One less common delivery system that is nonetheless hugely important is aerosol delivery. An aerosol is a collection of solid or liquid particles mixed in with gas, and using this format to deliver medication can have a few advantages over other kinds.
Here is a look at the two main areas of interest for aerosol drug development.
Pharmaceutical Quality Control Pros Know Aerosol Delivery Is Good for Respiratory Illnesses
Generally, aerosol medications are sprayed into the nasal cavity or throat, which allows them quick access to the respiratory system. This makes them perfect for providing fast relief and treatment for respiratory illnesses like asthma, acute bronchitis, and other afflictions of the lungs and airways.
In order for aerosols to spray, they must be kept in a pressurized container; it’s the pressure that makes it so the medication can be propelled into the lungs when the button is pressed. This means that, in addition to the typical requirements that ensure the medications are safe, and up to code, careful quality assurance work needs to be done on the delivery systems for aerosol medications.

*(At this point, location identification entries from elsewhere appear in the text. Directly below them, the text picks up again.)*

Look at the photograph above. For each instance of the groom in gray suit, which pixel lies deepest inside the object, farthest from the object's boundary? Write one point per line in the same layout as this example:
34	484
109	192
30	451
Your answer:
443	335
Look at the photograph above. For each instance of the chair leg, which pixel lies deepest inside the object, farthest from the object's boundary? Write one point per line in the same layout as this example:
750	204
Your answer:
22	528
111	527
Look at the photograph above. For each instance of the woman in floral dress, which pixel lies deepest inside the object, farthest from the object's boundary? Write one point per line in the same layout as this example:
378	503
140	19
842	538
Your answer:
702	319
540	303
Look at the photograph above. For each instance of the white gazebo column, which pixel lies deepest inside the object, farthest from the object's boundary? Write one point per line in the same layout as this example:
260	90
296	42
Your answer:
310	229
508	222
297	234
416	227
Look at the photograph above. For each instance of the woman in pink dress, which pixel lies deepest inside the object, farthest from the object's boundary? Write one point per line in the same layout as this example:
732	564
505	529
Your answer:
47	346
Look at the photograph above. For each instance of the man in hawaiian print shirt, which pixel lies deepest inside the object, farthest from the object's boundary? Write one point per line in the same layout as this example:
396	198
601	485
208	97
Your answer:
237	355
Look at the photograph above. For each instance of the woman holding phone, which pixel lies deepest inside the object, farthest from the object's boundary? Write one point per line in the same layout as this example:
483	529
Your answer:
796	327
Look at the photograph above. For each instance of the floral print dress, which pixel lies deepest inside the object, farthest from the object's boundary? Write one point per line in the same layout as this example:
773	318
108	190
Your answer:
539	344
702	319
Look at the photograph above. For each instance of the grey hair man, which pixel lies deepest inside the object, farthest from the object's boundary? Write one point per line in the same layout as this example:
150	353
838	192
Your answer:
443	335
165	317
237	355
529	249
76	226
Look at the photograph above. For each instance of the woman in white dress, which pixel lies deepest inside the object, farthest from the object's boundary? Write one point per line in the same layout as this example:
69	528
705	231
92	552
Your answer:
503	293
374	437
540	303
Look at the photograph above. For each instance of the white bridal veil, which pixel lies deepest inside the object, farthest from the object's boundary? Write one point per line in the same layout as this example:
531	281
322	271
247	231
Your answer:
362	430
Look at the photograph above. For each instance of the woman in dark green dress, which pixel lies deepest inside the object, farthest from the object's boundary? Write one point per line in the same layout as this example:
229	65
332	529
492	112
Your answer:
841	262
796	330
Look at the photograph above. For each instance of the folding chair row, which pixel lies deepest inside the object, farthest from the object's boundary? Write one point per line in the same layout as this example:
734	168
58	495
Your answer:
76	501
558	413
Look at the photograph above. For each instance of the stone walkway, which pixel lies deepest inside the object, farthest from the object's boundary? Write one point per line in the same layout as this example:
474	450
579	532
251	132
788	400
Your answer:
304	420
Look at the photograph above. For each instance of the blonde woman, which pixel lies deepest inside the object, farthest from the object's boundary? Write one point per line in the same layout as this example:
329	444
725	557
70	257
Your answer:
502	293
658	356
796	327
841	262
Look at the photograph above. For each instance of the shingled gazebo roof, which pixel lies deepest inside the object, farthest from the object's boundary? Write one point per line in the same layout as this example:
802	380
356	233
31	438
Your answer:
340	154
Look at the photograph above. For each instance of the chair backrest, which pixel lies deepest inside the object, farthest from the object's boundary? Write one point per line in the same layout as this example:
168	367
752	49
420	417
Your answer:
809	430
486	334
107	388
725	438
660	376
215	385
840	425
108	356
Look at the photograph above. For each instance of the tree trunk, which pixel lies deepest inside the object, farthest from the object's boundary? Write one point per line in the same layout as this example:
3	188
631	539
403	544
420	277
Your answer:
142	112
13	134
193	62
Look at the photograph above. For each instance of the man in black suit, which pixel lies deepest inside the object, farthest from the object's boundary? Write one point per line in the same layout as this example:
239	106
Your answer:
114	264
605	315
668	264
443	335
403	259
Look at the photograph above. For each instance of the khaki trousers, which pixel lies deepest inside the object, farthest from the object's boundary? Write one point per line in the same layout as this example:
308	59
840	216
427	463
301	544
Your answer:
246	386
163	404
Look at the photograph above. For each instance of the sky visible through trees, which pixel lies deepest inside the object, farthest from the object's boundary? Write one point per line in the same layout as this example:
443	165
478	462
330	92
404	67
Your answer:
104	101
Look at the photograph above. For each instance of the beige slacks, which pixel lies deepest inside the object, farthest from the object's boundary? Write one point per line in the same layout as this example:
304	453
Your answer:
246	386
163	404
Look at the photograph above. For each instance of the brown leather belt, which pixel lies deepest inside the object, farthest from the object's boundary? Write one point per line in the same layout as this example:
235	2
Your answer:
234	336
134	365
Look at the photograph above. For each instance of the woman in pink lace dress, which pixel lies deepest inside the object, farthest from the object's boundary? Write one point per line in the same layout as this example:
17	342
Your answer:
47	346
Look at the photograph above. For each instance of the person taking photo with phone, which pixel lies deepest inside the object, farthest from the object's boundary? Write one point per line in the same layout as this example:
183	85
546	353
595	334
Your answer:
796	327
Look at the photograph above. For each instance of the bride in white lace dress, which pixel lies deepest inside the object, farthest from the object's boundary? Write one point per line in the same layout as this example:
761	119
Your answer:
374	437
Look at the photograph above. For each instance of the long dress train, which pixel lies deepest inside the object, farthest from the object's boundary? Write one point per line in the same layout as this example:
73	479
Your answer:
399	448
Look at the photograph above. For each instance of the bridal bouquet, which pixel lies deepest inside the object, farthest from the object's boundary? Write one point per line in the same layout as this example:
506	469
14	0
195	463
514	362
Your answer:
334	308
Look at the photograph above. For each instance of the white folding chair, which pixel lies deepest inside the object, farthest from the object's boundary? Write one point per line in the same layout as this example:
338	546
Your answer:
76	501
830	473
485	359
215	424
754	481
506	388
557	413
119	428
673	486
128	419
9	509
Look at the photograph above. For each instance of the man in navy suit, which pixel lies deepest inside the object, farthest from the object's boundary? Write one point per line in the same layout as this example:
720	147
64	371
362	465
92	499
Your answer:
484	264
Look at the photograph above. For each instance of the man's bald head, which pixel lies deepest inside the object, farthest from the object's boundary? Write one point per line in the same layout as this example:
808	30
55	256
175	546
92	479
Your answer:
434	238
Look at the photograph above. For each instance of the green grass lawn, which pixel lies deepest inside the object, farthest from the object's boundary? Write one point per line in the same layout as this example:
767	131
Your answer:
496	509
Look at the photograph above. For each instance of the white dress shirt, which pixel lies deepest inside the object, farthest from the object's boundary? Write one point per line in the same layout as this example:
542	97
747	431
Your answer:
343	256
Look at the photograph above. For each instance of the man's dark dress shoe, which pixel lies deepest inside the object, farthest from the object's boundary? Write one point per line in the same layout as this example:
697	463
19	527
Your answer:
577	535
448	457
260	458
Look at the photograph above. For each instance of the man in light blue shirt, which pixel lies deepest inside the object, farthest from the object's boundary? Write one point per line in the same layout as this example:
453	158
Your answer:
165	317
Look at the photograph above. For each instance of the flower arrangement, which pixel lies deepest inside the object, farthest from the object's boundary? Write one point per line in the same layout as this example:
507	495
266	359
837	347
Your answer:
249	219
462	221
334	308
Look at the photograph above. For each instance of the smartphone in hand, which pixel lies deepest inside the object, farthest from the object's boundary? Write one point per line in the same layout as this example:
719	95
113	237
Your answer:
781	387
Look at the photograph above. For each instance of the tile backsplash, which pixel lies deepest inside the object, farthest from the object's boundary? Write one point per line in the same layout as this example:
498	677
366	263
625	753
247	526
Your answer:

This makes aerosol medication a fairly unique and interesting challenge in pharmaceuticals. By completing studies in pharmaceutical quality control, though, you will be able to gain a good understanding of the particularities of manufacturing aerosol medicines, and will be well prepared to explore this area in a future career.

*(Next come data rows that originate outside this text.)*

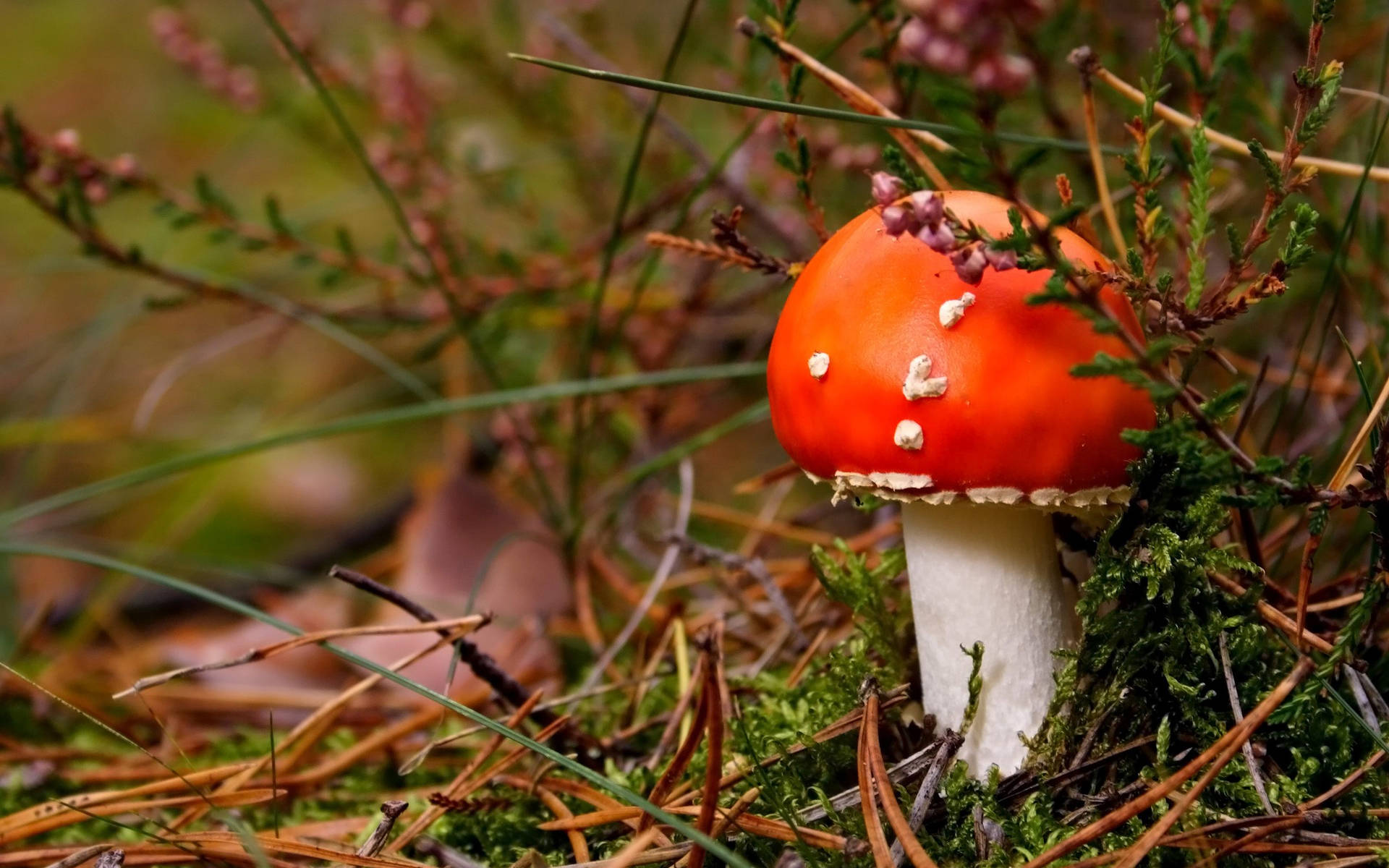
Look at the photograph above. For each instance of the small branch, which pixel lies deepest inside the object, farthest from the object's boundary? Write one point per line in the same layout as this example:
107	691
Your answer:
483	664
867	793
1273	617
906	835
930	785
391	812
1231	143
752	566
445	628
1224	745
1085	61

In Your Pharmaceutical Quality Control Career, You Might Also Encounter Aerosol Vaccinations
A more broad application for medical aerosol technology is vaccination. For a number of illnesses such as measles, the flu, and even Ebola, vaccines have been created—or are in development —that can be sprayed into the nose to prevent the recipient from becoming ill. This has mixed effects. On the one hand, it seems that antibody production may be better stimulated overall by traditional, injected vaccines. On the other hand, localized antibody production in areas like the nasal cavity, throat, and lungs can be stronger with inhaled vaccines. Those areas are often the first points of entry for airborne viruses, which means having particularly strong immune responses in those areas could arguably be a better solution as it might stop an infection before it has a chance to penetrate deeper.
Aerosol vaccines remain quite niche, and much work remains to determine whether they could be effective for a broader range of viruses. To contribute to this research and testing, you can complete training to do quality assurance in pharmaceutical research. Depending on where you end up working, this could make you a valuable asset in helping verify the safety and efficacy of new aerosol vaccines as they develop.
With two particularly interesting applications for aerosol drugs, and other potential applications possibly on the way, it’s possible that aerosols will become an increasingly important vehicle for medication delivery in the coming years.